How to show I_n + A is invertible

[HappyN]

Let A be an n x n matrix such that A^k=0_n,n (the n x n zero matrix) for some natural integer k. How would you show that I_n + A is invertible?

 

[lurflurf]

Suppose that (I+A)^-1 exists and compute it.

 

[AlephZero]

Think about the expansion of (1+x)^-1 by the Binomial theorem.

@lurflurf, this works fine when A is singular. For example if n = 2 and A =
0 1
0 0

 

[lurflurf]

^Oops clearly A is singular, I meant suppose A+I is nonsingular, that is needed, and in fact always true.

 

[monea83]

Hi all,

I tried to prove this for myself, but did not get anywhere :-(

Think about the expansion of (1+x)^-1 by the Binomial theorem.

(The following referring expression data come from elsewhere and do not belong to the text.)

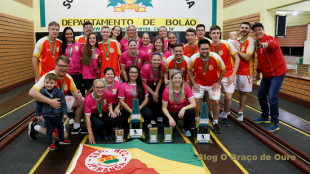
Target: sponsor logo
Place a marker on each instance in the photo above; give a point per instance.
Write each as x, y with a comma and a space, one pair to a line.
137, 5
107, 160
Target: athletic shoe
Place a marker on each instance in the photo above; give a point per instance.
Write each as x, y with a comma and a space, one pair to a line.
71, 121
225, 122
273, 127
52, 147
261, 120
240, 117
65, 141
160, 119
216, 128
79, 130
31, 132
108, 137
187, 133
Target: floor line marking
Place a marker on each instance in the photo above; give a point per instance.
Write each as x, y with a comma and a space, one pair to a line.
16, 109
44, 155
196, 152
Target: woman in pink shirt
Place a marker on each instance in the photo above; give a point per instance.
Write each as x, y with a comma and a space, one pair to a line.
162, 31
74, 51
91, 60
152, 75
179, 103
99, 113
131, 33
134, 88
132, 57
146, 45
158, 46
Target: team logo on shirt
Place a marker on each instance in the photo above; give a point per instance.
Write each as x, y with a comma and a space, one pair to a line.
111, 50
104, 161
130, 4
210, 67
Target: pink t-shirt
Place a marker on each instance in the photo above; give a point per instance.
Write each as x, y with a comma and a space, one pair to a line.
164, 56
114, 92
125, 92
147, 49
127, 60
180, 104
124, 44
147, 74
90, 106
91, 71
75, 67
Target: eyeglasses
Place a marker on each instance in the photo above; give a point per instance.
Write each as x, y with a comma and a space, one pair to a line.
63, 66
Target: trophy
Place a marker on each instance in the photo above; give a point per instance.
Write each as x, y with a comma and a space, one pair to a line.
119, 136
153, 135
168, 135
203, 125
135, 122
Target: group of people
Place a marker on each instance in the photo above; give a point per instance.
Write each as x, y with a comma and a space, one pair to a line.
167, 77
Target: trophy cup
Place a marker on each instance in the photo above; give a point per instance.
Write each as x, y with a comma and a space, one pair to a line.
153, 135
168, 135
135, 122
119, 136
203, 125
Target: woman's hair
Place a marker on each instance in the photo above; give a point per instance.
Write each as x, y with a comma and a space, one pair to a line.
136, 35
64, 40
159, 74
120, 36
163, 49
171, 88
169, 45
139, 85
108, 69
87, 54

@lurflurf, this works fine when A is singular. For example if n = 2 and A =
0 1
0 0

I don't quite get this... how does the Binomial theorem help here? According to http://en.wikipedia.org/wiki/Binomial_theorem the expansion is only defined for non-negative integers?

 

[AlephZero]

I meant what the Wiki page calls "Newton's generalized binomial theorem".

This gives an infinite series expansion in general, and the series may not converge.

But you know that A^k = 0, and therefore A^m = 0 for any integer m > k, so in this case the series has a finite number of non-zero terms.

 

[mathwonk]

If you know how to multiply (x-y)(x+y)? or even (1-x)(1+x)? you can do this.

 

[Deveno]

we know that A^k is the 0-matrix, right?

well, let's look at the product:

(I + A)(I - A + A^2 - A^3 +...+ (-1)^(k-1)A^(k-1)) =

I - A + A^2 - A^3 +...+ (-1)^(k-1)A^(k-1) + A - A^2 + A^3 -...+(-1)^(k-1)A^k

= I + (-1)^(k-1)A^k = I